Last year Imtiaz Cajee wrote to President Cyril Ramaphosa asking: “I beg you to set the record straight. Was there an ‘informal agreement’ as alluded to by apartheid president de Klerk? And, if so, why?”

Cajee, who is in the final process of publishing his third book on the matter, has been waging a battle on behalf of apartheid-era victims.

Judge Billy Mothle, during his historic re-opened 2017 inquest, ruled Timol did not commit suicide on October 27, 1971, by jumping to his death from the then John Vorster Square police station.

The judge found Timol was murdered while in police detention.

Judge Mothle at the time said: “It is through the persistent efforts of Mr Imtiaz Cajee that this historic sitting of the reopened inquest occurred. His efforts should be emulated as an example of how citizens have to assert their constitutional rights.”

Cajee this week said his third book would expose why the Truth and Reconciliation Commission (TRC) matters were not dealt with.
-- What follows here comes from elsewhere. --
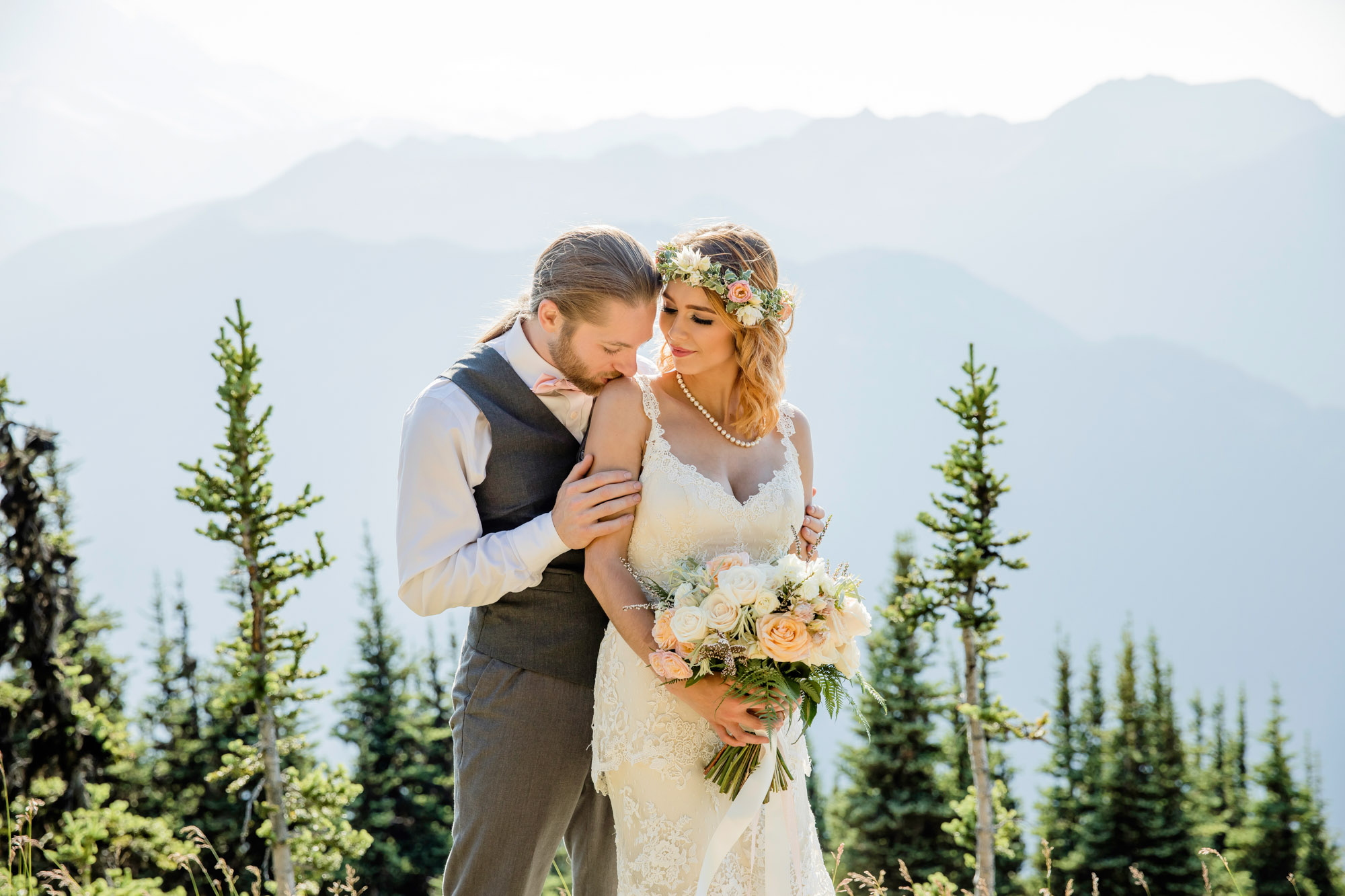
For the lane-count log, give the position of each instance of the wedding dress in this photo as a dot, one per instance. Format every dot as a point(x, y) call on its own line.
point(650, 749)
“There is progress from the NPA (National Prosecuting Authority) but we have to ask why TRC matters have stalled for so many years,” Cajee said.

Cajee, writing to Ramaphosa, said too many unanswered questions remained. “Questions pertinent not just to the Timol family but also to all the other families who lost loved ones to apartheid security forces’ depravity – and to the integrity of the nation.”

In his letter, Cajee asked about an informal agreement between the ANC leadership and apartheid killers.

“When the NPA and police announced the appointment of a dedicated unit to investigate TRC cases earlier this year, the FW de Klerk Foundation, in an undated press release, referred to an ‘informal agreement between the ANC leadership and former operatives of the pre-1994 government’.

“Comrade President, as a leader of the historic negotiations, with Roelf Meyer and others, that led to the advent of democracy in 1994, I beg you for enlightenment on the terms of the secret deal. Not just for the families who lost loved ones, but millions of South Africans victimised by the apartheid system deserve to know.”

Cajee wrote that the country owed it to its martyrs to hold those responsible for their deaths accountable.

“I now write to you as president of the ANC, the ruling party in the country, and as a former comrade in the trade unions who was himself arrested and detained by the Security Police.

“I implore you to break your silence on why post-TRC prosecutions have not happened under an ANC-led government?”

He said if there was a political agreement that the murderers of apartheid-era activists should not be held to account, ‘those they left behind deserve to know’.